Bazin argues that photography is the most important event in the history of the plastic arts because it has freed Western painting from its obsession with realism and allowed it to recover its aesthetic autonomy.
He looks back in time and argues that at the heart of the plastic arts there is a need to preserve our being beyond its physical existence. It is actually a primitive need to create something that endures your own life span.

In the origin of painting and sculpture might lie a mummy complex he claims. In Ancient Egypt the dead were embalmed to make sure they could take their bodies to the afterlife (the first Egyptian statue). To ensure afterlife, terra cotta statuettes were placed next to the sarcophagus, if the mummy would be destroyed, these statuettes could ‘go on’ instead. “This lays bare the primordial function of statuary, namely, the preservation of life by a representation of life.”

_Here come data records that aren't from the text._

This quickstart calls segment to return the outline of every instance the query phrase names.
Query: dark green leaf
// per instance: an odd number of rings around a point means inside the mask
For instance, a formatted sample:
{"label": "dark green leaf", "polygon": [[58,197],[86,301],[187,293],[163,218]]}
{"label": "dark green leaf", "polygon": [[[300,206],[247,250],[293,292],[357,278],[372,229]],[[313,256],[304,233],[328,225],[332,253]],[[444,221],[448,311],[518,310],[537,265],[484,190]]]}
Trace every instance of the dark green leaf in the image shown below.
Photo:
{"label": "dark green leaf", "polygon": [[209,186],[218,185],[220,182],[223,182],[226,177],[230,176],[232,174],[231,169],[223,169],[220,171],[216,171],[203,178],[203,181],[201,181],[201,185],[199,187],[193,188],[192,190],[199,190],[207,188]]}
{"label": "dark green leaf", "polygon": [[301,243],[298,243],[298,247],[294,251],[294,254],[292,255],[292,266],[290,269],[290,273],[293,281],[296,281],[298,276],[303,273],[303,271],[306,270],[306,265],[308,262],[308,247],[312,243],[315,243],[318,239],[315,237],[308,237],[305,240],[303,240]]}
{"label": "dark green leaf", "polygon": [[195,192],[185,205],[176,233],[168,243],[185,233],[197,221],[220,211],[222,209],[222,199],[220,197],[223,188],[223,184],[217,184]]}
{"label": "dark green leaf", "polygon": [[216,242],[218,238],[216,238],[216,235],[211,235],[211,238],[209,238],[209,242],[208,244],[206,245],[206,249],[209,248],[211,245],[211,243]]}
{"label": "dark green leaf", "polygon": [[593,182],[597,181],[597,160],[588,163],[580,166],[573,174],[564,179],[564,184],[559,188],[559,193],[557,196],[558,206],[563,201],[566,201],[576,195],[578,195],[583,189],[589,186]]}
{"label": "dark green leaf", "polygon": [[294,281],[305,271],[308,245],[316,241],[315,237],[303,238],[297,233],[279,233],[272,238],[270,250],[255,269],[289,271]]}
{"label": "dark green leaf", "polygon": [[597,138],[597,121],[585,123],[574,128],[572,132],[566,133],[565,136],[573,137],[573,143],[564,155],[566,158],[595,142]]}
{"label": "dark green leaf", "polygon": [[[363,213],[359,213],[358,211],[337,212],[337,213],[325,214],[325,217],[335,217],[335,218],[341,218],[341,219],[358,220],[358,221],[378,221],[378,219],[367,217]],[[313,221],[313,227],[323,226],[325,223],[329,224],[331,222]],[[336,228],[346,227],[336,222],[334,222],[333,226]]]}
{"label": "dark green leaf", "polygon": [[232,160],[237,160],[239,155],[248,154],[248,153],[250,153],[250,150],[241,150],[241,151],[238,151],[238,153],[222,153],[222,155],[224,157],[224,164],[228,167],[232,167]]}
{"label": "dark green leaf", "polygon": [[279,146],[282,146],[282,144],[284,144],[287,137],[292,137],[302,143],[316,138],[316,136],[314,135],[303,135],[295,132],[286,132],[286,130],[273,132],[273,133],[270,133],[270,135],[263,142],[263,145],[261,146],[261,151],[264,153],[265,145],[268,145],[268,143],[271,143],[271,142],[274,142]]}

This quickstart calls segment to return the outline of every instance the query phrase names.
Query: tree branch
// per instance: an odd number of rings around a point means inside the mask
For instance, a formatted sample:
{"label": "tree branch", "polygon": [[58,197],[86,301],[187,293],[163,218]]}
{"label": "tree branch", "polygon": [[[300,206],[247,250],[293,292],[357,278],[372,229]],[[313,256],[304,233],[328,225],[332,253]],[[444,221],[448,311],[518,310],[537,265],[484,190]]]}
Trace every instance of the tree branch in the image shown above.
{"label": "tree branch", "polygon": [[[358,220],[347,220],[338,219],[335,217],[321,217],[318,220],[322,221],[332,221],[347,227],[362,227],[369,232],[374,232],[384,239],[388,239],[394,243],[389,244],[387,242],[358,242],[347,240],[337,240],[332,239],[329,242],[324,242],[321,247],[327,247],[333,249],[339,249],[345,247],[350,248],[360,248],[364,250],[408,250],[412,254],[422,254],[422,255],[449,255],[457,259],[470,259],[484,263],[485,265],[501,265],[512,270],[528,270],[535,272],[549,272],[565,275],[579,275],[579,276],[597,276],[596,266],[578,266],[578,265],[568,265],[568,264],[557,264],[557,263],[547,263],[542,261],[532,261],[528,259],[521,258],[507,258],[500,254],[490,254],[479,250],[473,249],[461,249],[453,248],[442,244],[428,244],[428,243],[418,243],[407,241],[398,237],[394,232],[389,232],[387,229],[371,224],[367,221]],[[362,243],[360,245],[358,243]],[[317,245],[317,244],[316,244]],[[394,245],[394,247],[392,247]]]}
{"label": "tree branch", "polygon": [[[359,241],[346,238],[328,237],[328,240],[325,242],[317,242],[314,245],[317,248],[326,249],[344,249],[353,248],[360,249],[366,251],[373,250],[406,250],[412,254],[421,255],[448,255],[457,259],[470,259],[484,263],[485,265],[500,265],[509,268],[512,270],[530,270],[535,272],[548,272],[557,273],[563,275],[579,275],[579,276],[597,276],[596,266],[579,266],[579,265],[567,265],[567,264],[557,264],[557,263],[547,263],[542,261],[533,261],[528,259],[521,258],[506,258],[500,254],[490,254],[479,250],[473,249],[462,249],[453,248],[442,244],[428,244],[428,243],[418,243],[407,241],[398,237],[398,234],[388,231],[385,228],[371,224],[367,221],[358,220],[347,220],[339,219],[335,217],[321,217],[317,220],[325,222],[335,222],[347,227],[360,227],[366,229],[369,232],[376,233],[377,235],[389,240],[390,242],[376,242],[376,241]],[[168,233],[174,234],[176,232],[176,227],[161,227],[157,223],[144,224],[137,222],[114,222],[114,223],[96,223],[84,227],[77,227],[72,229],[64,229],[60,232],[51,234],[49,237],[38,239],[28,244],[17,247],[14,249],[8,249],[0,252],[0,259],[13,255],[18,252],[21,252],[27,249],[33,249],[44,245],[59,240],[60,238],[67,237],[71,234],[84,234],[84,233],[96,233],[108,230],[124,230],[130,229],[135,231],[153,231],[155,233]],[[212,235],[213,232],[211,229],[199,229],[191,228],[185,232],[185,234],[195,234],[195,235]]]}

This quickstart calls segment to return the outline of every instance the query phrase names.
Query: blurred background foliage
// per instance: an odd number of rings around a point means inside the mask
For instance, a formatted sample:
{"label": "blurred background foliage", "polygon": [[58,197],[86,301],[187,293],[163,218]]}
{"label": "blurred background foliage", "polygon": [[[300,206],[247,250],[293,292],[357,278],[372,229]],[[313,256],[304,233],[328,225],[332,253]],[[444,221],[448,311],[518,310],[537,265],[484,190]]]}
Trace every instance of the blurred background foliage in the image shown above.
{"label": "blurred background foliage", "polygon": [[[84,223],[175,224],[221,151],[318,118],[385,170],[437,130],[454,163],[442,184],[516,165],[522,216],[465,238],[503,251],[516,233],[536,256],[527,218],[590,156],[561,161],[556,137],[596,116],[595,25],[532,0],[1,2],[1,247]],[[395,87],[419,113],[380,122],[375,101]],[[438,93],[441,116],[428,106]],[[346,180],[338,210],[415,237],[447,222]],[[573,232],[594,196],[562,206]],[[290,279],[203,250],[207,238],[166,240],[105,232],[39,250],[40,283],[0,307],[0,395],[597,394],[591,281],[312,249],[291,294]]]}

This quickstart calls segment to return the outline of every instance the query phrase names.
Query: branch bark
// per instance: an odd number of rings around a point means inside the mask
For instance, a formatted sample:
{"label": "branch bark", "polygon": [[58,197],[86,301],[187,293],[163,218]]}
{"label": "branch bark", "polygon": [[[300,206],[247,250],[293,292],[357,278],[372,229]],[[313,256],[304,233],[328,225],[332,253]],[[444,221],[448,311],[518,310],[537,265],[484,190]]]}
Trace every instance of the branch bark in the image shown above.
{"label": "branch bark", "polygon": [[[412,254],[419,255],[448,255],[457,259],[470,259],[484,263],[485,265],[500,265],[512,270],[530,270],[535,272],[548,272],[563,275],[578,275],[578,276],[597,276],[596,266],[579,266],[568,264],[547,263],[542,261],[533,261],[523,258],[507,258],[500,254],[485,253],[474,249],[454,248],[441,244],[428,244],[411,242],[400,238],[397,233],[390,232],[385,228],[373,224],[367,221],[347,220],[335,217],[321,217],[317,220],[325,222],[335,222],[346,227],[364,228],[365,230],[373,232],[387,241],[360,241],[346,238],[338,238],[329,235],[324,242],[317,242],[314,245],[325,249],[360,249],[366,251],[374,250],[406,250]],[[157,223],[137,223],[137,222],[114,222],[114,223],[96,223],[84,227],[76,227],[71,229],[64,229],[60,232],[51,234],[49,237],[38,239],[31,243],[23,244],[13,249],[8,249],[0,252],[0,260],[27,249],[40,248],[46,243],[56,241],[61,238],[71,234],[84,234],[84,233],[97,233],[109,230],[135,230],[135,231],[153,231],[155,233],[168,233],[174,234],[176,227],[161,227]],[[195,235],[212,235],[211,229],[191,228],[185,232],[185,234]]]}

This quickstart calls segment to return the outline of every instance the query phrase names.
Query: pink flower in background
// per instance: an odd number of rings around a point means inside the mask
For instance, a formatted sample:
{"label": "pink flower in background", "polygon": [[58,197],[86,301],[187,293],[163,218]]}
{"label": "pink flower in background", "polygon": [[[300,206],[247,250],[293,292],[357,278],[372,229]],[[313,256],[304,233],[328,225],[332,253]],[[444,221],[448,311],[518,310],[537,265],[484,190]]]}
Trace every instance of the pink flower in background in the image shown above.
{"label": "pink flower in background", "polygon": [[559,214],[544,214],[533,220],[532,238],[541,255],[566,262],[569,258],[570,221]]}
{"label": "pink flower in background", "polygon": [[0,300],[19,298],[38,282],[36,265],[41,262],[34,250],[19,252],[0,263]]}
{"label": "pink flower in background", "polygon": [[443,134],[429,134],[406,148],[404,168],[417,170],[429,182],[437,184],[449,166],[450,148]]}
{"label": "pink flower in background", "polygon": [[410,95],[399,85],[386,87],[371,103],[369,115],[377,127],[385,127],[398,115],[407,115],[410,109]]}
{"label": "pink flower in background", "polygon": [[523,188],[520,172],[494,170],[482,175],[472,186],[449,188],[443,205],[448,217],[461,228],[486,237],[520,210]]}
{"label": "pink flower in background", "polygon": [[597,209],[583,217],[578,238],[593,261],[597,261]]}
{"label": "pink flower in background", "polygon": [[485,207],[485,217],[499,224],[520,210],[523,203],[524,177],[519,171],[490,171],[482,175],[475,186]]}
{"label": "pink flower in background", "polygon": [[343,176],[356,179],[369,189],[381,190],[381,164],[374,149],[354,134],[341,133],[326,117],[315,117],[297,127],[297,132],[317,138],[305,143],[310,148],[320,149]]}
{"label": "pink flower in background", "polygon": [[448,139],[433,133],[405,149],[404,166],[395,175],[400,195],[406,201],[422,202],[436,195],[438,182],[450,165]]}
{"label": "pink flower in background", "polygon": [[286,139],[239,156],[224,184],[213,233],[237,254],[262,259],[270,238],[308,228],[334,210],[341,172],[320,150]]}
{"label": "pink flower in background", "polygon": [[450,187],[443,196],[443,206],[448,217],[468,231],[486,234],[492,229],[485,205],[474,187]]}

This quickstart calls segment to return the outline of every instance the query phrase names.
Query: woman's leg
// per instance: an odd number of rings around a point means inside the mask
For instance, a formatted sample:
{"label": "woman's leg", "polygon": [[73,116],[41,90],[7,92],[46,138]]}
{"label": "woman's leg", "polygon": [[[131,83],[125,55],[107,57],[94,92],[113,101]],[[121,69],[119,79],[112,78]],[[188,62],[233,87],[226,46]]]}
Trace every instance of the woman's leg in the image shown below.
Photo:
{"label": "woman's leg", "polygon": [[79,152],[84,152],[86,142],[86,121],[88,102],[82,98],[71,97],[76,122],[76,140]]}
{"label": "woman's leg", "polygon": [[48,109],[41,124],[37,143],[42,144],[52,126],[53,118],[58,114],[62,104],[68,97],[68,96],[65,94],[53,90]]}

Later on this ‘magic role’ of the plastic arts has been relieved by society. Coming from a believe of the ontological identity of model and image, or the question of survival of death. The focus turned to a primarily aesthetic and symbolistic function. The latter came in the fifteenth century through the invention of the camera obscura by Da Vinci. The artist could now create the illustion of a three-dimensional space and therefore painting was torn between these two ambitions of the symbolic and aesthetic function.

With the invention of photography the image was for the first time, formed automatically. “This production of automatic means has radically affected our psychologoy of the image. The objective nature of photography confers on it a quality of credibility absent from all other picture-making. Photography enjoys a certain advantage in virtue of the transference of reality from the thing to its reproduction.”

Even though Bazin still kindof claims the objectivity of photography, he also says it can surpass art in creative power. “Surrealists didn’t consider his aesthetic purpose and the mechanical effect of the image on our imaginations as things apart. For him, the logical distinction between what is imaginary and what is real tends to disappear. Every image is to be seen as an object and every object as an image. Hence photography ranks high in the order of surrealist creativity because it produces an image that is a reality of nature, namely, an hallucination that is also a fact. “

So now painting didn’t have a ‘resemblance complex’ anymore and the crisis of realism was kind of solved by photography as a sort of vingerprint of reality.
Painting became an ‘ersatz’ of the processes of reproduction. The photographic image freezes the object itself from time and space. It shares by virtue of the very process of its becoming, the being of the model of which it is the reproduction; it is the model.

“The photograph allows us on the on hand to admire in reproduction something that our eyes alone could not have taught us to love, and on the other, to admire the painting as a thing in itself.”